Installation has always been a problematic idea in a culture which is so rich in its public assemblages and complex street aesthetic. It is the eye of an artist which can see the possibilities in the ‘found’ installation and evoke its magic and its mysteries. The little empty wooden wall shrine with the red bulb - is it a shrine to those people-less spaces which fascinate Samit? Which artist came up with that assemblage of the shelves stacked with wrapped multi-coloured objects (Quran’s most likely) in the bright red Mughal arched alcove?
The mark of time is traced in the wall from Ladakh, almost melting like wax. And also the strangely collapsed modernist façade with its tacky metal cladding. These also reflect their own histories - the centuries old tradition of adobe construction, true to its soil, in Ladakh. And the new, shoddy quick fix consumer architecture, probably near MG road in Delhi, illegally built and as quickly targeted for demolition by the city government. But we do not need to know these histories to read these pictures, they come with the image.

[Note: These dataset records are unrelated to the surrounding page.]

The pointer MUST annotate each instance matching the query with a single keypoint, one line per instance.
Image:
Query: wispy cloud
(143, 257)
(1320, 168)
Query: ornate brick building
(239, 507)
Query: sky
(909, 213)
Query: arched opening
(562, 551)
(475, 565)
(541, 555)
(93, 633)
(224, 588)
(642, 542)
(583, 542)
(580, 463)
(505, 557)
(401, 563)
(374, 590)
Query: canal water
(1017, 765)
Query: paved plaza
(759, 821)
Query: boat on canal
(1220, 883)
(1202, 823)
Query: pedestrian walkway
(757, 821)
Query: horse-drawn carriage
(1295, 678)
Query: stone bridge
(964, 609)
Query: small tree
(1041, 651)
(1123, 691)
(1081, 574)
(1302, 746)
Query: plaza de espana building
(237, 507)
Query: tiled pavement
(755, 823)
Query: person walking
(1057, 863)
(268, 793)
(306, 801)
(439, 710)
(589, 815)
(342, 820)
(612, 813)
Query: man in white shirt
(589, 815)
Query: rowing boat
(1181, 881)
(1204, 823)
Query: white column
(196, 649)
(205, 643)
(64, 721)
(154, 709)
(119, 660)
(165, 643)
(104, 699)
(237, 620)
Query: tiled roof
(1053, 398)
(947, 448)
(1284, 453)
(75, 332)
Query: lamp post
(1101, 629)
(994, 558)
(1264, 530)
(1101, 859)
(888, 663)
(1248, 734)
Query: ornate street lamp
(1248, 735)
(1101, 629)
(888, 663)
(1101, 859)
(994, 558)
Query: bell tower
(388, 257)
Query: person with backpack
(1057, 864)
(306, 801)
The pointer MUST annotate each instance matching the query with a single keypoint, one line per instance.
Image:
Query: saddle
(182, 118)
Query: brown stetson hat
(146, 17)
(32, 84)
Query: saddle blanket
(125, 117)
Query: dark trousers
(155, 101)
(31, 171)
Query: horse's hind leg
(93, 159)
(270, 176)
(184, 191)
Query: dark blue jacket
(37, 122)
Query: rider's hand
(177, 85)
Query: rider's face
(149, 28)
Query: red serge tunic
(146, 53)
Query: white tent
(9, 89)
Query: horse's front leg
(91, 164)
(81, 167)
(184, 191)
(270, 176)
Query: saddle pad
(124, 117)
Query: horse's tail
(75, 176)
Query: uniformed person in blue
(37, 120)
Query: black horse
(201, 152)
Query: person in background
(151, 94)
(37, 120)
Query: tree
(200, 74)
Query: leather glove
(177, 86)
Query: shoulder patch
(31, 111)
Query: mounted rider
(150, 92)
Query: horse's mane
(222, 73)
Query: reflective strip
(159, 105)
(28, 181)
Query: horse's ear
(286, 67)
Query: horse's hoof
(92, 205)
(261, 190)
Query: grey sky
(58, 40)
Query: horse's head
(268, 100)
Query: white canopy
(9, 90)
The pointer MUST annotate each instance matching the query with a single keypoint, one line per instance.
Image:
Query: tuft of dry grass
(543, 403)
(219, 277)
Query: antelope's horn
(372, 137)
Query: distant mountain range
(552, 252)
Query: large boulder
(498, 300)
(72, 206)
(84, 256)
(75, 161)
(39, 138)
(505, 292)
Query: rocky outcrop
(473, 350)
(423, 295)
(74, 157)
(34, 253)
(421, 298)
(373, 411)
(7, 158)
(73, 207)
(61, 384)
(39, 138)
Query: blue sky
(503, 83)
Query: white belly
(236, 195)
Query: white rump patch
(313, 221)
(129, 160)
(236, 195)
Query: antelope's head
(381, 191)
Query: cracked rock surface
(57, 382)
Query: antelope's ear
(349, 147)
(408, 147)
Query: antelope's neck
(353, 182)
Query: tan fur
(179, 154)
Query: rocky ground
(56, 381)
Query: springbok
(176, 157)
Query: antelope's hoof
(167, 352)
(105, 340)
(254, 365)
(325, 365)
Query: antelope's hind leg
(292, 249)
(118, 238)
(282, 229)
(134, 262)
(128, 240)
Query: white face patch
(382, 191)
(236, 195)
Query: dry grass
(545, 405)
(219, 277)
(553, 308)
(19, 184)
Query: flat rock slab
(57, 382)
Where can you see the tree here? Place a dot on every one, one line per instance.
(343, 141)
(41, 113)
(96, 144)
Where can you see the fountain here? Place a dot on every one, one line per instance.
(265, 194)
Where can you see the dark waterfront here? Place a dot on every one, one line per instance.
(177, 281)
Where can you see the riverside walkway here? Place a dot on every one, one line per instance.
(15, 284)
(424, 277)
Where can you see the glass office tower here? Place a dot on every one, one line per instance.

A different trace of a social history is recorded in the black and white picture, (probably Delhi), of the ground strewn with used quilts. Here are the quilts, rented for the night by labourers who live on the street. They have just departed for the day to earn money to rent another quilt for the next night. Strange, for without them, the human presence is even more palpable by its absence. An evocative image with formal simplicity, which can contain innumerable stories.
Samit’s photographs tell the small stories… not the big, operatic dramas favoured by many photographers. Maybe God does lie in the details?